A brownfield first policy is nothing new. It’s been the policy since the days of New Labour and yet there are still no groundbreaking improvements towards meeting the crisis. As a general rule and in my experience, this is because unlocking the brownfield puzzle is one of complex viability – principally in terms of the relationship between Gross Development Value (is it in the right area?), Existing Use Value (it needs to be worth the landowner’s energy) and build costs (where the increases are felt keenly on high rise). That’s without mentioning the existing leaseholders and heightened abnormal costs that come with building in urban areas. At the end of this equation is affordable housing which is almost inevitably squeezed.

The point being that investing in brownfield alone to deliver the numbers required will be expensive. Expensive at a time when there are other urgent priorities already putting pressure on the Chancellor’s commitments.

Some of the measures we are aware of show how exposed this policy is. For example, the £400 million funding pot to work with mayors and leaders in opening up stalled brownfield sites. Even in keeping the funding at this level, the £400 million could soon be swallowed up by a few dozen projects without making a significant dent in the ever elusive housing target.

Another measure – using the airspace above stations for high rise – is a good idea. Focusing development on sustainable transport nodes also makes sense. But again, it is an issue of market and cost. The cost of groundworks and foundations for high-rise buildings above stations would need to be matched by high capital values for the area, high enough to overcome challenging cashflows. This makes the policy completely ineffective for more marginal locations.

We are also aware of the potential increase in Permitted Development Rights on vacant sites and extensions. Class O (office to residential) has had a measured impact on many city centres.

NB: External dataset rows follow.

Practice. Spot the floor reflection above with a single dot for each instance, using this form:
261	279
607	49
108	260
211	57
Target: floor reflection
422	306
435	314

What is interesting is that the Government’s approach involves either spending or relying on the markets to deliver on brownfield, without major policy intervention in tackling the root cause of the issue. Measures which would actually contribute to improve the viability of schemes, such as lowering build costs through VAT breaks on certain types of construction were rumored, but didn’t materialise.

The final point to make is on what the Budget doesn’t say. It speaks volumes that the Ministry of Housing, Communities and Local Government is completely silent on green belt reform. Centre for Cities recently looked at what happens if you release all green belt or agricultural land within 800m of good rail stations. The headline was land for circa 2.1 million new homes on which, as a broad assumption, it is more cost effective for the market to build, avoiding grant funding.

A nuanced conversation around a national policy, not changed since 1947, would have been welcomed and could have kept the Chancellor’s wallet closed, but perhaps proved too politically charged.

Brownfield land is undeniably important, but should be regarded as part of an ensemble piece in tackling the issue of housing. For me, the headlines of the reforms should have gone further. There is a wealth of measures which the Government could have explored and opened up, creating the right conditions for modular developers, SME developers, volume builders, community and self-builders alike. All while working on green belt, greenfield and in garden villages, alongside brownfield land to make the scale of gains required.

It is unclear how Covid-19 will play out and what is left over from the Budget at the end for the housing sector, but with a policy reliant on spending its way out of the housing crisis, it is certainly one of the riskier approaches they could have chosen to adopt.